The problem, however, is not merely legislative delay. It is conceptual. Traditional criminal law was built around identifiable human actors, demonstrable intent and relatively stable evidence. Artificial intelligence, autonomous systems, synthetic identities and quantum-era cryptographic risks challenge all three assumptions simultaneously.

Senior Advocate N. S. Nappinai has argued that India's cybercrime framework was struggling even before the arrival of AI and quantum technologies. Her call for a standalone and dynamic cybercrime statute reflects growing recognition that incremental legal adaptation may prove inadequate in the face of exponential technological change.

Regulatory Preparedness

Meanwhile, regulatory preparedness continues to lag behind technological capability. "Although legal and regulatory safeguards are emerging, they remain behind the pace of technological advancement," Bharambe said. "NIST's post-quantum cryptography standards and government mandates for quantum-safe systems provide an important foundation, but adoption across critical infrastructure and the private sector remains largely voluntary."

More importantly, existing legal frameworks were never designed to address autonomous AI-driven attacks or quantum-era cybercrime. The result is a widening gap between adversarial capabilities and institutional preparedness. That gap may become the defining cybersecurity challenge of the digital century.

Governments can invest in stronger firewalls, AI-powered threat detection systems and post-quantum cryptography. Such measures are necessary. Yet they address only part of the problem.

As Vinayak Godse, CEO of DSCI, observed, the future may require autonomous defence systems operating at machine speed against machine speed attacks. "The next frontier is autonomous defence," he said, where AI-driven detection and response mechanisms become capable of matching the pace of increasingly automated threats.

Yet even if technology succeeds in defending networks, a more fundamental question remains unresolved: can legal institutions evolve quickly enough to preserve accountability?

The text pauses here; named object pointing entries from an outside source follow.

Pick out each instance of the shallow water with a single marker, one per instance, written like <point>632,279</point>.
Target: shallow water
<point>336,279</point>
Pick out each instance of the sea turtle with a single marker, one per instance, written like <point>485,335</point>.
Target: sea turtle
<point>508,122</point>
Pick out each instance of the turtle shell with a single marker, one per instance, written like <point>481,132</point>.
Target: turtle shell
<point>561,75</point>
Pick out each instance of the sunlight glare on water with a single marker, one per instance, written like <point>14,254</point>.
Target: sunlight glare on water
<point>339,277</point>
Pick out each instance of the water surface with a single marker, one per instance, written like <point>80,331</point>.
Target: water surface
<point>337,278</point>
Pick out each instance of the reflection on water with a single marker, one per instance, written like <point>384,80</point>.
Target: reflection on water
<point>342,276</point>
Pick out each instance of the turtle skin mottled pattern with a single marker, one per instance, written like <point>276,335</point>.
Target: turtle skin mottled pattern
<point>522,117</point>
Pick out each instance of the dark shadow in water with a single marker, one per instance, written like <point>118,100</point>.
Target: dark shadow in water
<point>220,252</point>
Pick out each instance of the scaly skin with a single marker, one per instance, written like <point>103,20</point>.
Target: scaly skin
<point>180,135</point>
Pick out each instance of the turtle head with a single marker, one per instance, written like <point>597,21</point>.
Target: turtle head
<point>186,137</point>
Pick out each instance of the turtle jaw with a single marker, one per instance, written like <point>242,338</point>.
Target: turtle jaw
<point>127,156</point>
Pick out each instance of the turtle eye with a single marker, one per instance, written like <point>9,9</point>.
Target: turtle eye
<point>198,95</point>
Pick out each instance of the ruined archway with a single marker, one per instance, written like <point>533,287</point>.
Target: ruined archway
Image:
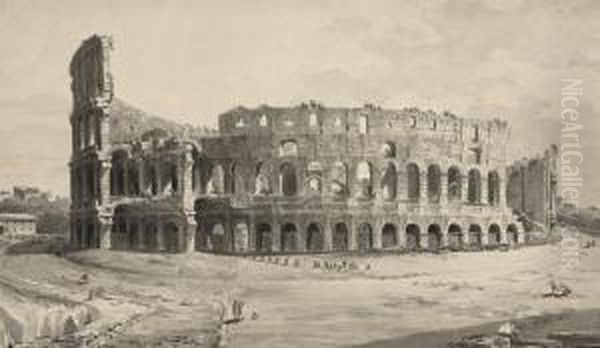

Because when digital identities become forgeable, when evidence becomes endlessly contestable, when attribution becomes probabilistic rather than conclusive and when cryptographic trust itself becomes vulnerable, cybersecurity ceases to be merely a technical challenge. It becomes a crisis of justice.

And once a state loses the ability to establish responsibility with confidence, it risks losing something more fundamental than cybersecurity itself — the ability to answer the question upon which every criminal prosecution ultimately depends: Who committed the crime?

(The writer is an economics analyst and journalist. Views expressed are personal.)